Comme les deux autres polyptyques Orvietani Siennois, les chiffres sont placés sous arches sixième aiguës trilobée, une évolution par rapport à arcs en plein cintre adoptée par tous les artistes pour les magazines polyptyque jusqu'à la fin de l'adolescence.

style

Dans le contexte de l'art du XIVe siècle, le retable a un style typique Simone Martini, avec la figure élégante et courtoise, aristocratique dans la posture, dans les regards et le toucher des mains. Les visages sont détaillés dans tous les détails anatomiques révélant la grande capacité du peintre siennois, sans équivalent dans les années à peindre des visages réalistes, même les portraits. Elle affecte l'intensité des regards des différents personnages représentés. Le clair-obscur des visages et des draperies et des plis volumétrique de ceux-ci révèlent l'influence de Giotto, influence Simone a commencé à souffrir suite à la rencontre avec le peintre florentin Assise, en 1313-1318 env.

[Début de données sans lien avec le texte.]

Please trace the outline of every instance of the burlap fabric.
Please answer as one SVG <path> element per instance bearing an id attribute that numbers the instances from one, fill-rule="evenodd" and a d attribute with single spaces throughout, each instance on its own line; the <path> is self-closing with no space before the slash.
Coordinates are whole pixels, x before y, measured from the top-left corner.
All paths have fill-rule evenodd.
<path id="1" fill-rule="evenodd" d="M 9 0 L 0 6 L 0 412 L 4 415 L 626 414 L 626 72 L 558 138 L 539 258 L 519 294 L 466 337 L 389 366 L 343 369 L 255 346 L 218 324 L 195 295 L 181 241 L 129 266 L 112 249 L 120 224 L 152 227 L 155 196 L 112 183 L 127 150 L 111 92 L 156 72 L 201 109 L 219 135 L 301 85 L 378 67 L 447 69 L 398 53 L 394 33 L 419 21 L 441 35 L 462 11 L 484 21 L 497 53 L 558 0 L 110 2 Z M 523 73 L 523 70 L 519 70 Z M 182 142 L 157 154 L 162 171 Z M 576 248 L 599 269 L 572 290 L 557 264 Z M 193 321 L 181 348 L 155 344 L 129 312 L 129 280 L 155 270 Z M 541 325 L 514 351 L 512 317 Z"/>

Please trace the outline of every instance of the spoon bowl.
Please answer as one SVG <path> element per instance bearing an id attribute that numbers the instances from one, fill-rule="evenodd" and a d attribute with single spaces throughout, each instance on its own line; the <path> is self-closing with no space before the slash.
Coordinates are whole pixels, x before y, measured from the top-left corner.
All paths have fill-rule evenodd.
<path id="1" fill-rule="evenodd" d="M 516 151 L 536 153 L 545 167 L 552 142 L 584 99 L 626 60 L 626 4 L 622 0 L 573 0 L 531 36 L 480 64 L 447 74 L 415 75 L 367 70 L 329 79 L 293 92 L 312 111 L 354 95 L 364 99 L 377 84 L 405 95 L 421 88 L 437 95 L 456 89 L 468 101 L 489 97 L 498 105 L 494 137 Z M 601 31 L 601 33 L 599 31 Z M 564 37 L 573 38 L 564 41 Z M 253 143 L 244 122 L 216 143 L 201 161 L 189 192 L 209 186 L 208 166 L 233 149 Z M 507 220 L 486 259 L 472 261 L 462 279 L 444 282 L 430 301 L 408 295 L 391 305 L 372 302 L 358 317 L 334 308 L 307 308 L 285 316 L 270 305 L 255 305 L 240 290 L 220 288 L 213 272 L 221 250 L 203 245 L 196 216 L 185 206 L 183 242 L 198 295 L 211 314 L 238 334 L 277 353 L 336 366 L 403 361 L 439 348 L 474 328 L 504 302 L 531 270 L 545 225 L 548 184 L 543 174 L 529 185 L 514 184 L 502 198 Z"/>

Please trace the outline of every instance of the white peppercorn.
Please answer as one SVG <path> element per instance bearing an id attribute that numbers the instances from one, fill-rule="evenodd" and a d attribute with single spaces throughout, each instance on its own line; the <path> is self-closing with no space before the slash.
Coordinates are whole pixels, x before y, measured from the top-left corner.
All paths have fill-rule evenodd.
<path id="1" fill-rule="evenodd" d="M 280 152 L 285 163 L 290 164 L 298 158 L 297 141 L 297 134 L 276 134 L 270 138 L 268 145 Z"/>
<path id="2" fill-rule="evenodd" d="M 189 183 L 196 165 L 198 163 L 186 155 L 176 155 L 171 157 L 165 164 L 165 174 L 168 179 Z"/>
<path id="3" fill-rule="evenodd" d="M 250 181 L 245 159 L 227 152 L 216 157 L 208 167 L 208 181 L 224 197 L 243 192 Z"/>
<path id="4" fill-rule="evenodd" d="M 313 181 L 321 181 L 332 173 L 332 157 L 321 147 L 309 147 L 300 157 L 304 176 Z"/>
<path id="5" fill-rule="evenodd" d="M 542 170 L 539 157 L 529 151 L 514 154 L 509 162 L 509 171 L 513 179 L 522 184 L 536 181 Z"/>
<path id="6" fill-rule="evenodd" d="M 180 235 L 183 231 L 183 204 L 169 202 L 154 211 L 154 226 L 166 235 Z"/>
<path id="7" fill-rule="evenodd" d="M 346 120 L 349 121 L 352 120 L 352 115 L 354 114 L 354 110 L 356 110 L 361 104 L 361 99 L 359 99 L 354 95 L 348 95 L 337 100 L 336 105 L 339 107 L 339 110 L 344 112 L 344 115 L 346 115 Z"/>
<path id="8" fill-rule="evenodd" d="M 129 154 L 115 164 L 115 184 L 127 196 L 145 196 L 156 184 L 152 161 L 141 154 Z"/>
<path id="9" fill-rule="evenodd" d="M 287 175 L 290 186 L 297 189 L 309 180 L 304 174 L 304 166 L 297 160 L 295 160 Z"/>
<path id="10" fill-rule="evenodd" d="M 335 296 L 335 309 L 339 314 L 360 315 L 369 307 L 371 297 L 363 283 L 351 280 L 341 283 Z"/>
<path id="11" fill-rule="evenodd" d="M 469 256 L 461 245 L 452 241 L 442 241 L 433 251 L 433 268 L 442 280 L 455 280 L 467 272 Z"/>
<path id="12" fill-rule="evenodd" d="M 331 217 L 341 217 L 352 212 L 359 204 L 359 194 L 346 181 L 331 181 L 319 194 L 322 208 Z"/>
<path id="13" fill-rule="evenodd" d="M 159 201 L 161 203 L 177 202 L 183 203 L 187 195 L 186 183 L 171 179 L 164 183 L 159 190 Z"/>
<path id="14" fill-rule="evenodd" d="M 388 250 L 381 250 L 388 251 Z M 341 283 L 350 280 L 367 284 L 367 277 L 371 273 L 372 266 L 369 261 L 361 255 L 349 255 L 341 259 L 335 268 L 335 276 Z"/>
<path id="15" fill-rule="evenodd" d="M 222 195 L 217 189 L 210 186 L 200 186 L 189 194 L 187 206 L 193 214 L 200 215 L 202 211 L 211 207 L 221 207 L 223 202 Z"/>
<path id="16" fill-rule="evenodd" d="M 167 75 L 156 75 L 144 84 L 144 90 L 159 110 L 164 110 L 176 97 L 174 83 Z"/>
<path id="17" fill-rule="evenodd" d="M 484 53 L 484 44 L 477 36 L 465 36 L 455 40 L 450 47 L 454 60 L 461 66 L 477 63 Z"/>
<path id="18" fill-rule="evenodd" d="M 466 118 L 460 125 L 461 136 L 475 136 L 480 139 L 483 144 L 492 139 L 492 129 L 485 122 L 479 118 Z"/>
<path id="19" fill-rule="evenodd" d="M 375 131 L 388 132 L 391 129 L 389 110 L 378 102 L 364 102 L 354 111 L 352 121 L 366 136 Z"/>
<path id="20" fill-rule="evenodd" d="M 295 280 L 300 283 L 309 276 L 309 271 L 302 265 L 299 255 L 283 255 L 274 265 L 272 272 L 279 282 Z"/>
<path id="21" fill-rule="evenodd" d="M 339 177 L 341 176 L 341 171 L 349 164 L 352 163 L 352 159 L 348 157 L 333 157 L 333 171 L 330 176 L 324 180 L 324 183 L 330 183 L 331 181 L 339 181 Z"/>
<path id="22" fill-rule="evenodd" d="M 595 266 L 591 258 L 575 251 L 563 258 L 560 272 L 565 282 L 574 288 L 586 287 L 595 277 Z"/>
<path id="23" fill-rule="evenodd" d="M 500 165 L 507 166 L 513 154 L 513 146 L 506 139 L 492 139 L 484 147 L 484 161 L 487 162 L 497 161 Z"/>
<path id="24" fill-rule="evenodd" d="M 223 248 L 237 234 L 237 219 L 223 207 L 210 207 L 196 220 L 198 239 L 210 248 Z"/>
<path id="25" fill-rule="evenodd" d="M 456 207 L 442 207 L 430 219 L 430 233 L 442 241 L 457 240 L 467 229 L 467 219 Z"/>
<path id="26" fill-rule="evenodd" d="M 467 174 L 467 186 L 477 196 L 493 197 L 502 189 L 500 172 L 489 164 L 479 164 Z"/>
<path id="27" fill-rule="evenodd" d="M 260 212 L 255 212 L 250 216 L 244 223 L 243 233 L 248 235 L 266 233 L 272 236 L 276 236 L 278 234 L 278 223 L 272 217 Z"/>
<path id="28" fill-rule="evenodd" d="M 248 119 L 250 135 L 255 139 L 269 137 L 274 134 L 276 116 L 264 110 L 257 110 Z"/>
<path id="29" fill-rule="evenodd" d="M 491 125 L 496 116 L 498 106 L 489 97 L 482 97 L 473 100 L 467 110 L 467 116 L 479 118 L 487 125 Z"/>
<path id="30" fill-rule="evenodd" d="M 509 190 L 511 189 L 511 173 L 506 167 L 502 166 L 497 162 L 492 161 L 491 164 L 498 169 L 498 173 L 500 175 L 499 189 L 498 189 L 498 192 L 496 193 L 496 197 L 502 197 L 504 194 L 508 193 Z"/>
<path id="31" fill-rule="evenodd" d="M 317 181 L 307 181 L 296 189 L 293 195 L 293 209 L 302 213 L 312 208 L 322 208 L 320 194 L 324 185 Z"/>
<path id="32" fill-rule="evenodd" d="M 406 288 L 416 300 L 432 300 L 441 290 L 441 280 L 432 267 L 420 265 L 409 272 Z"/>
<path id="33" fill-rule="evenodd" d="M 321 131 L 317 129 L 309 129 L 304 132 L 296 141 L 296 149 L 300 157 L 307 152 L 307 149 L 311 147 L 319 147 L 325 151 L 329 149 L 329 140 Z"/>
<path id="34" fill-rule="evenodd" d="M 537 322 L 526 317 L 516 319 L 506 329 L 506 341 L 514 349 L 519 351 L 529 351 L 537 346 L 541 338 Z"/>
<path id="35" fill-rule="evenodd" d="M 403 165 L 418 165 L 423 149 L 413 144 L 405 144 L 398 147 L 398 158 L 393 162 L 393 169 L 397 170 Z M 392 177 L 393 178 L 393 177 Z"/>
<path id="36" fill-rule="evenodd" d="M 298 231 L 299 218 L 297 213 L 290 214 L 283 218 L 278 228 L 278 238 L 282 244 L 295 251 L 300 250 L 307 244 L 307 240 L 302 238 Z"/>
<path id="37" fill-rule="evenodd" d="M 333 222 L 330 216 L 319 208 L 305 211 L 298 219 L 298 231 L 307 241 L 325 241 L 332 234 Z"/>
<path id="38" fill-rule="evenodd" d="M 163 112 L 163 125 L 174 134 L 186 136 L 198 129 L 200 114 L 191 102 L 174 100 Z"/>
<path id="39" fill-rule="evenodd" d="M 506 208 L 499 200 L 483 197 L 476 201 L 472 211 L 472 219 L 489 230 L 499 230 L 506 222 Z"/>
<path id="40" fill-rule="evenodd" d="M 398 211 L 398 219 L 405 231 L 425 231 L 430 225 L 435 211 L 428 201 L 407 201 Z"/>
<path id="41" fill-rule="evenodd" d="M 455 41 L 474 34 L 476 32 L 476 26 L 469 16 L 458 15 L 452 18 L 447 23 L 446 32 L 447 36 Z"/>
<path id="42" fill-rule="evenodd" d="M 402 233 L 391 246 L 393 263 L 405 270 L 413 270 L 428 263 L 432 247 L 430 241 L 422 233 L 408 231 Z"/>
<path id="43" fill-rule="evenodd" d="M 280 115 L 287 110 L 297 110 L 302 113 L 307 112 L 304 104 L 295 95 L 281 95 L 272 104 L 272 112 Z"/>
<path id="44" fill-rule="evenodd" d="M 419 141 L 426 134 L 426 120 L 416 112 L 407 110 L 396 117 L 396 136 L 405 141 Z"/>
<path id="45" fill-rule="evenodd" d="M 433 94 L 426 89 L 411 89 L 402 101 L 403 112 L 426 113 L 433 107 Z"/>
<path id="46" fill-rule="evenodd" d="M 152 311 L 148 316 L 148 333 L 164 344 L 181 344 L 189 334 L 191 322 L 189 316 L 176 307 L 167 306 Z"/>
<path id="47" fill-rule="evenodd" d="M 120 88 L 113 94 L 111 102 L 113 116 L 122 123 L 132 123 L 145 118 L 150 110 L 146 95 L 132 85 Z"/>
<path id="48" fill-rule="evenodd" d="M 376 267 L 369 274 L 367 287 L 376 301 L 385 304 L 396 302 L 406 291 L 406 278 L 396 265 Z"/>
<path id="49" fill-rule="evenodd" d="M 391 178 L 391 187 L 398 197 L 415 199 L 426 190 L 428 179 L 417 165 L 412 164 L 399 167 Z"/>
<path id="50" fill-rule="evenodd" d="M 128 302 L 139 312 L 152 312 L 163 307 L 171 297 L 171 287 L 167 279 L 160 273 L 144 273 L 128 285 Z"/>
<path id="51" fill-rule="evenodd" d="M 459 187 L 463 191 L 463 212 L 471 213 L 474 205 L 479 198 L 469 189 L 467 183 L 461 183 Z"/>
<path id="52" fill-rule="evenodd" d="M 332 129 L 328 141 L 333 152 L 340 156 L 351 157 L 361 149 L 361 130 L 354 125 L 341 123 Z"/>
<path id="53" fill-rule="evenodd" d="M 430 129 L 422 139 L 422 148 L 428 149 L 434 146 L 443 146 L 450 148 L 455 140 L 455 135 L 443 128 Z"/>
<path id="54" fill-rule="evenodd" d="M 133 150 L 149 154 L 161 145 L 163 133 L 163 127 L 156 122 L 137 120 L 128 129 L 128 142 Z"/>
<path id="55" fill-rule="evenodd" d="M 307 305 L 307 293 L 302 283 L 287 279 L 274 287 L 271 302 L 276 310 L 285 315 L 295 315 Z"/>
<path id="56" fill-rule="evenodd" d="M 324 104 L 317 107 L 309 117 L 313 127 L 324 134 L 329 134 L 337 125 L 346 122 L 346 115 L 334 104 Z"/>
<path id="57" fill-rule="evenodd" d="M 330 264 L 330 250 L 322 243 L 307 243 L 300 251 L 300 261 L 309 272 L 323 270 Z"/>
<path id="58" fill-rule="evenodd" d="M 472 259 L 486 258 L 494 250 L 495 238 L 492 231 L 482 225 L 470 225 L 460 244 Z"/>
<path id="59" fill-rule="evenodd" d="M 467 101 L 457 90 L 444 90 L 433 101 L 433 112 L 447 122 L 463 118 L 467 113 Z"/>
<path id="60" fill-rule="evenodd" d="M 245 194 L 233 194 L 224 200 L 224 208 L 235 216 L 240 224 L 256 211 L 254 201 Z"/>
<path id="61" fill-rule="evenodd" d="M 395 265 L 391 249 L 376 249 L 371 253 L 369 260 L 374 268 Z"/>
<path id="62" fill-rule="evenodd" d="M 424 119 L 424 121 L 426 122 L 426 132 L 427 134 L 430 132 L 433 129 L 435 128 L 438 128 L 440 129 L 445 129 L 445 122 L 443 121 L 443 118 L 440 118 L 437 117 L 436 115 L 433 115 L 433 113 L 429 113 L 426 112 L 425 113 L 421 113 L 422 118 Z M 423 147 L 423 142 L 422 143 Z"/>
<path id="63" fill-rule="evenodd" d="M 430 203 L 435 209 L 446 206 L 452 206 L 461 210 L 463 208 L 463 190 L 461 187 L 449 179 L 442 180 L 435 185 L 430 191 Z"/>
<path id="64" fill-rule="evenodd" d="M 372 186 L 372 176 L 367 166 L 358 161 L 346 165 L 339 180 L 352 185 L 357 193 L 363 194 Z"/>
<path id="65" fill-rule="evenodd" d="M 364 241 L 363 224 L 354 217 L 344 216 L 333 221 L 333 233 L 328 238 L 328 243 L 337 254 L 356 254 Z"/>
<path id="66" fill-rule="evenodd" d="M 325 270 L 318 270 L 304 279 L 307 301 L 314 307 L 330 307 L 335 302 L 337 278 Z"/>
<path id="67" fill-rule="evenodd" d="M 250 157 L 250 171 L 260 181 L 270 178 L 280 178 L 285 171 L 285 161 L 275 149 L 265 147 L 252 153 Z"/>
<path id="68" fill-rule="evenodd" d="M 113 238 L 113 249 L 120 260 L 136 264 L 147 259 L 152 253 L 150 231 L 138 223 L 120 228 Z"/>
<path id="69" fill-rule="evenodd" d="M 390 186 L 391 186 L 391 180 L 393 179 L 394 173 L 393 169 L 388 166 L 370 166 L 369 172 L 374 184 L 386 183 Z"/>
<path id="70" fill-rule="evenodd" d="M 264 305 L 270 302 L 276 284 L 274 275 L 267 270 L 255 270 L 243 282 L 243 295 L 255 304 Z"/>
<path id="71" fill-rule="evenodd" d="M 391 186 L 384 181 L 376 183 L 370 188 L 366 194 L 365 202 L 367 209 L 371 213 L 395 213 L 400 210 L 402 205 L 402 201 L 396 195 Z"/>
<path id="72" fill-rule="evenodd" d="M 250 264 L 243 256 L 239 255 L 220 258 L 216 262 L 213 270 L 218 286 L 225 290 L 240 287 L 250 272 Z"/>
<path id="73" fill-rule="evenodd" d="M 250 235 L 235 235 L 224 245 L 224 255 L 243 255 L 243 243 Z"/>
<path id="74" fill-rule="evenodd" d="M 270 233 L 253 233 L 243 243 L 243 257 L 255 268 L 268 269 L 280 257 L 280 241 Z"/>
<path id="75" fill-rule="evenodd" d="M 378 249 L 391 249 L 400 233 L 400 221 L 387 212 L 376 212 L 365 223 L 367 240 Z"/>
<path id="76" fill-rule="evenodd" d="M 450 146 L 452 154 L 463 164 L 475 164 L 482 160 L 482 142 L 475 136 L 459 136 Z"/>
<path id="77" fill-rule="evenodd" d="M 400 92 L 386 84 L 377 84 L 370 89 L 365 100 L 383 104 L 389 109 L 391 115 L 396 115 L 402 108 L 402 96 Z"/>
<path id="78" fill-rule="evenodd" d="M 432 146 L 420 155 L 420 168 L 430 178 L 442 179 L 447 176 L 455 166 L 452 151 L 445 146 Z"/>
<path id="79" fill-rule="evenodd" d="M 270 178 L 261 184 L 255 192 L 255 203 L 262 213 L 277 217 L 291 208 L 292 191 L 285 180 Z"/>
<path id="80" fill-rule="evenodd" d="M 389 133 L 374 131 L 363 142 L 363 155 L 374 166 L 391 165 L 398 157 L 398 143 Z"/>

Dans le contexte de l'évolution stylistique Simone Martini au cours de sa carrière, ce retable représente le style mature de l'enseignant, également affecté par des collaborateurs possibles tels Lippo Memmi, qui peut avoir un gaufrée facies sévère dans les visages des personnages. À cet égard, il est utile de faire une comparaison avec le retable peint pour l'église de Santa Maria dei Servi à Orvieto et maintenant conservé à 'Isabella Stewart Gardner Museum de Boston (1320-1322 environ) et avec un autre Vierge à l'Enfant dont il est le compartiment central d'un polyptyque créé à l'origine pour la Eglise de Saint-François à Orvieto et également conservée dans Museo dell'Opera del Duomo à Orvieto (1322-1323 environ). Ces deux faces précédentes Orvieto de polyptyques étaient plus serein, presque un soupçon d'un sourire. Le polyptyque dominicaine voit également moins l'utilisation de l'ornementation au niveau des vêtements des personnages. Ils sont en fait disparu des broches qui apparaissaient souvent sur la poitrine des figures féminines. Ils apparaissent plutôt de nouveaux motifs décoratifs, tels que la double rangée d'arcs pointus sur les bords extérieurs des halos et un nouveau coup de poing exfoliée sept trous. Ce dernier a également été utilisé dans le retable franciscain, mais seulement dans le halo de l'enfant. Tous ces nouveaux éléments se reproduisent dans des œuvres ultérieures Simone Martini, soulignant comment ce retable peint Orvieto pour les Dominicains et une œuvre d'art détenu par le maître siennois.

bibliographie

  • Marco Pierini, Simone Martini, Silvana Editore, Milan 2002.
  • Pierluigi de Castris, Simone Martini, Federico Motta Editore, Milan 2003.